The waves sounded muted from beyond the casino and across the deserted promenade. The only other sound was the occasional purr of a passing car, probably a taxi, taking nightclubbers home to a safe bed.
"Just think what we could do. If we wanted," he said.
His left hand squeezed her breast and twisted it, so that she gasped at the pain.
A car turned off the promenade and drove down the road alongside the casino. It didn't stop but its engine noise stopped him hurting her. His expression changed and he looked over her shoulder at the man behind her, his eyes giving orders.
The hands were removed and her skirt fell back into place. She heard footsteps crossing the gravel of the car park. Relief waited to flood in.
Was that it? Was it over?
"You should be more careful in future." The grin had returned and he made patterns with the knife before her face. "Next time we could get serious."
A car engine started somewhere close and he stepped past her and went round the back of the van. She slumped against its panelled side, her eyes closed, her body trembling. Car doors slammed. The car drove away.
"God," Ruth said. "Are you all right?"
Toni gulped for saliva.
"I'm all right."
She opened her eyes and saw Ruth sitting against the bonnet of the car, clutching her handbag.

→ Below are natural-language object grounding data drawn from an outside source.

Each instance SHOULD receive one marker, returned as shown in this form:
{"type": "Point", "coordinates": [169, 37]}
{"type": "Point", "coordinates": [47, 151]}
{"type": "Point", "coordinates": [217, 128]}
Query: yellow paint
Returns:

"Did they . . . hurt you?" Ruth asked. Her voice was shaky.
"No. They didn't hurt me. You?"
"He asked for a kiss!" Ruth laughed nervously. "He was such a big bugger."
"What did you do?"
"What did I do? I bloody kissed him."
Neither of them laughed.
Toni felt no relief. There was no room for it. She was too full of anger.
The assault had been planned to demonstrate how vulnerable she was, and to frighten her. What had annoyed her was that it had succeeded so well. There had been no point going to the police. Technically the men had been guilty of threatening behaviour and indecent assault, but it was the sort of situation that occurred many times each night in the season and that was rarely reported to the law.
Neither she nor Ruth had been physically hurt, nothing had been stolen and the men would be impossible to trace in a town seething with strangers. If they were found, it would be difficult to prove anything.
If she had been a man the assault would have been violent, but it was no consolation that she had not been hurt. If she had been a man she could have fought back and she would not have had to suffer the indignities of strange hands being intimate with her body.
The assault had not deterred her. Like the attack on Mario, it had made her all the more determined to fight back. She wanted the grinning ape with the Stanley knife hurt and, if necessary, was prepared to do the hurting.
After three days, the anger still came in waves, like jetlag. She was adjusting to the time difference between two continents but she couldn't adjust to the humiliation she had suffered.
She had told Ruth that she wanted to hit back.
"But how?" her friend had asked. "They're bastards."
Her reply had been cold and simple.
"By being bigger bastards."
It was time to meet Maudie and hope he had found her some.